Starting with the Green Revolution in the 1960s, there has been a fairly steady increase in food yield per acre of 2 percent or more per year. But there has been no new big round of technology that increases crop yield since then, and new factors are coming into play, such as more severe weather disruption (due in part to global warming); increased land degradation and loss of irrigation water, and shrinking available arable land to expand agriculture.
And as global warming accelerates, the consequences will severely reduce our agricultural production because of droughts, storms, flooding, and temperature increases in key growing zones, such as the American Midwest.
But there's a huge opportunity that would help reverse the trends. "From farm to fork," as the experts say, how much food do you think is wasted, lost, thrown away, spoiled or otherwise not used? The answer: a staggering 30 percent globally.
In the United States, nearly 40 million tons of food a year ends up in landfills, according to the Food Waste Reduction Alliance, an industry group that has started to wrestle with this problem.
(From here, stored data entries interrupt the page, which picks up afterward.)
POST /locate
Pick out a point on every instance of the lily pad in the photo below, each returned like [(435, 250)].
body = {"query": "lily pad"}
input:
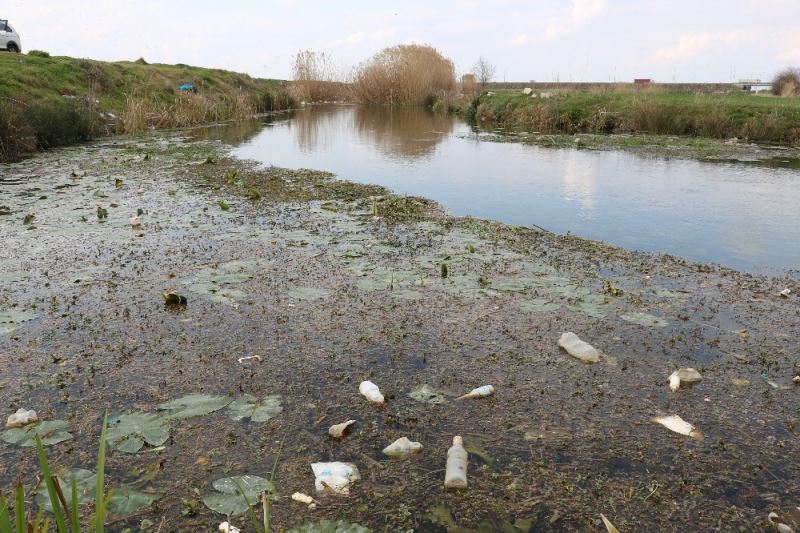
[(308, 293), (50, 431), (539, 305), (246, 407), (426, 394), (126, 501), (128, 433), (194, 405), (11, 320), (85, 482), (329, 526), (644, 319), (236, 494)]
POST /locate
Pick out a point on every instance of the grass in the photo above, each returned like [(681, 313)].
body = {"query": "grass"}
[(52, 101), (720, 116), (63, 512)]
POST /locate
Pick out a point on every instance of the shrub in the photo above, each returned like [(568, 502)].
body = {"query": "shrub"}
[(786, 82), (404, 74)]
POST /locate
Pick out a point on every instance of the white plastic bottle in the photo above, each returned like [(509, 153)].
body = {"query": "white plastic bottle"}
[(371, 392), (455, 476)]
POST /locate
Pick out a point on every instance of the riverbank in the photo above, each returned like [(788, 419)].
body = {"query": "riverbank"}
[(746, 116), (331, 283), (58, 101)]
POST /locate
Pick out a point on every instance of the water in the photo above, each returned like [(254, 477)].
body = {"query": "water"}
[(742, 216)]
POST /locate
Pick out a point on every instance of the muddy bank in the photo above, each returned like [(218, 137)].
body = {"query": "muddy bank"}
[(332, 283)]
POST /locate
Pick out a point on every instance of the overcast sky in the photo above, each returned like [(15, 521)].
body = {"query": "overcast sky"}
[(543, 40)]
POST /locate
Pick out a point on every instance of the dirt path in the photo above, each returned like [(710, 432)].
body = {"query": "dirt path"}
[(332, 283)]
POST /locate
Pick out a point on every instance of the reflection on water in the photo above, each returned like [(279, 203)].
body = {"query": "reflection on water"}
[(742, 216)]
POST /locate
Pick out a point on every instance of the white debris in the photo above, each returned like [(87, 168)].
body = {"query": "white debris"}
[(337, 431), (688, 376), (678, 425), (480, 392), (334, 477), (579, 349), (21, 418), (402, 448), (371, 392)]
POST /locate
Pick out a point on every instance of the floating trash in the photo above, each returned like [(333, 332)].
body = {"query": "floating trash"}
[(21, 418), (678, 425), (403, 448), (335, 477), (684, 376), (337, 431)]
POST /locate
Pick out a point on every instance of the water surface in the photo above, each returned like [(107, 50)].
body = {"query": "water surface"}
[(741, 216)]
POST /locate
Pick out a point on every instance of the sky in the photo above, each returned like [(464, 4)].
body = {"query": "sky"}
[(541, 40)]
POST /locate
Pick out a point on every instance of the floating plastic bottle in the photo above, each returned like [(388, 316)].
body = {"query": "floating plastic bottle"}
[(480, 392), (402, 448), (371, 392), (688, 376), (455, 476), (21, 418), (578, 348)]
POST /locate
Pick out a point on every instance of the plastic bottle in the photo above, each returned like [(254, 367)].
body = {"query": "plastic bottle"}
[(455, 476), (371, 392)]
Most demographers predict that the world's population will stabilize somewhere between 9 billion and 10 billion in roughly two decades. One of the very few courses that will allow us to feed this many people is to reduce food waste.
Of course this is a problem for the food industry. If you make money by producing, distributing or selling food, then the more you produce, process or sell, the more you earn. This is true whether you're a farmer or Campbell Soup Co. So if demand goes up, to the degree you can get waste out of your production chain, the more you will sell and the more you will make.
But if one of the places we eliminate waste is that part of the food chain that stretches from the point of sale, such as the supermarket, to your dining room table, that means families will be buying less food -- and that is not a happy prospect if you're in the food business.
If gains in agricultural productivity continue to decelerate, and if the pressure on crops placed by global warming increases -- and both trends seem firmly established -- we will have no other choice than to go after food waste.
The Europeans are ahead of us on this issue. There are organizations and websites in Europe that alert people to the problem of food waste. And some supermarkets in Germany and the United Kingdom sell what's called "ugly food" -- food that has passed its best sell-by date but is still safe to eat.
If you don't want to pay top price for food and you'd like to reduce food waste, then "ugly food" is for you.